Kiko brązowa kredka do oczu - kolor kredki bardzo ciekawy - czekoladowy brąz lekkim połyskiem, ale bez brokatu, dla mnie to idealny odcień kredki do oczu. Formuła kredki była żelowa, zastygająca, wodoodporna, zdecydowanie warta ponownego zakupu.
Zużyłam także słynną konturówkę do ust od Charlotte Tilbury w odcieniu klasyka, czyli Pillow Talk - to była akurat mini wersja - ale bardzo wydajna. Konturówka była mięciutka, zastygająca i stanowiła świetną bazę pod pomadki, błyszczyki, ale też dobrze spisywała się jako samodzielny produkt do ust, bo była bardzo trwała.
Hean Lip Cryon - niekoniecznie u mnie się spisała ta pomadka, bo była w odczuciu dość tępa, kolor ładny, śliwkowy, ale niestety ta konsystencja troszkę mało komfortowa. Tak ogólnie nie była to zła pomadka, bo i zapach ładny i trwałość, wygodna forma - wykręcana, ale raczej do niej nie wrócę.

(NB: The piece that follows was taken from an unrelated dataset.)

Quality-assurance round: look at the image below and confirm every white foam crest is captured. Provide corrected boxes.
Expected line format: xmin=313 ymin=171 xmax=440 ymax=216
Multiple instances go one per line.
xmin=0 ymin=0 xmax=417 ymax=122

Real Techniques gąbka - miałam kiedyś wersję pomarańczową gąbeczki tej marki, więc spodziewałam się po niem podobnej jakości. Niestety zawiodłam się, bo uważam, że inne gąbki, nawet z biedronkowej marki są bardziej trwałe niż ta, którą mi popękała i pokruszyła się dosłownie po miesiącu użytkowania...

Claresa Hi Cover Lover korektor w odcieniu Medium - świetny kosmetyk! Długo używałam zamiennie dwóch ulubionych korektorów: Catrice Liquid Camuflage i Maybelline Age Rewind, ale ten jest równie dobry. Korektor jest bardzo płynny, co za tym idzie lekki, ale mocno kryje i jest bezzapachowy. Ląduje więc w moim serduszku jako kolejny korektor na liście do kupienia.

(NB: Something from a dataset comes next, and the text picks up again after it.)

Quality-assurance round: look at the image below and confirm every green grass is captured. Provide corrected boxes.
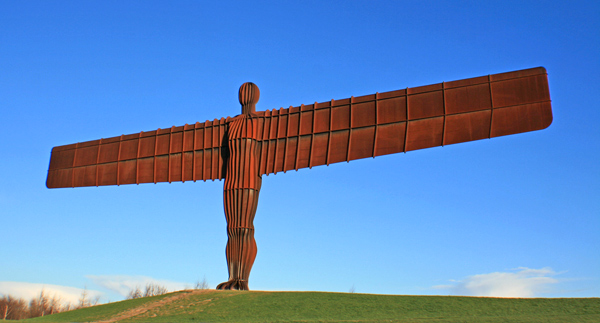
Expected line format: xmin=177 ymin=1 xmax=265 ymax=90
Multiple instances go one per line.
xmin=18 ymin=291 xmax=600 ymax=323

Paese Hydrobase under makeup - nawilżająca baza pod makijaż

Była to bardzo przyjemna baza pod makijaż, lekko chodząca, czuć było, że skóra ją wpija. Czy przedłużała makijaż? Raczej nie zauważyłam, ale zdecydowanie bardzo dobrze nawilżała i nie było mowy o suchych skórkach.


Clinique róż do policzków w odcieniu  precious posy - ten róż już miałam bardzo  długo, na pewno kilka lat (z kalendarza adwentowego) i już się tak skawalił, że nie miał już prawie pigmentu - bardzo ładny róż, idealny na co dzień, ale bardzo wydajny, bo nie zdążyłam w nim zrobić denka.

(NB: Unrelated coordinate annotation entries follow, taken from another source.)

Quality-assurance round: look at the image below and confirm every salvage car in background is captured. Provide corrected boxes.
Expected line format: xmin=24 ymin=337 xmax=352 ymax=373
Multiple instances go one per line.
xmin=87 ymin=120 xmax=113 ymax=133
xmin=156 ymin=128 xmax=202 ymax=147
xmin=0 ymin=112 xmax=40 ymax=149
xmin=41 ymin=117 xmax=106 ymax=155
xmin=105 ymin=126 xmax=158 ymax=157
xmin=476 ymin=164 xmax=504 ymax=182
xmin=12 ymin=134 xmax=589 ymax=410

Tarte Shape Tame glow wond w odcieniu alight - ten rozświetlacz miałam w zestawie z korektorem i w sumie pełnowymiarowego produktu bym nie kupiła, bo nie przepadam za płynnymi produktami do konturowania twarzy. Rozświetlacz miał bardzo ładny kolor, dawał naprawdę fajny efekt, ale jednak nie przekonam się do płynnych rozświetlaczy.

Pat McGrath pomadka w odcieniu 1995 - pomadkę miałam z zestawu z Sephory - kolor bardzo ładny, lekko przybrudzony róż-brąz, typowy w stylu lat 90 tych. Formuła była bardzo ciekawa, bo niby pomadka w sztyfcie, ale była masełkowata i sucha jednocześnie. Pięknie rozprowadzała się po ustach, ale zastygała i trzymała się praktycznie jak matowa pomadka w płynie, z tym, że ta ładniej się zjadała. U mnie lekko przesuszała usta, więc nie sięgałam po nią zbyt chętnie. Opakowanie miała bardzo solidne, czuć, że to marka perfumeryjna.


Kobo błyszczy do ust w odcieniu Dolce Vita - byłam bardzo zadowolona z tego błyszczyku. Wszystko się tu zgadzało: kolor piękny róż, konsystencja nielepiąca się i dość trwała, mocna pigmentacja i lekki zapach, który nie przytłaczał na ustach.

Pielęgnacja 

Nuxe Bio olejek do twarzy - zużyłam w końcu, był to produkt z kalendarza adwentowego. Wystarczyła odrobinka do kremu lub na/pod krem - świetnie odżywiał cerę, ale nie powodował zapychania i był bardzo wydajny.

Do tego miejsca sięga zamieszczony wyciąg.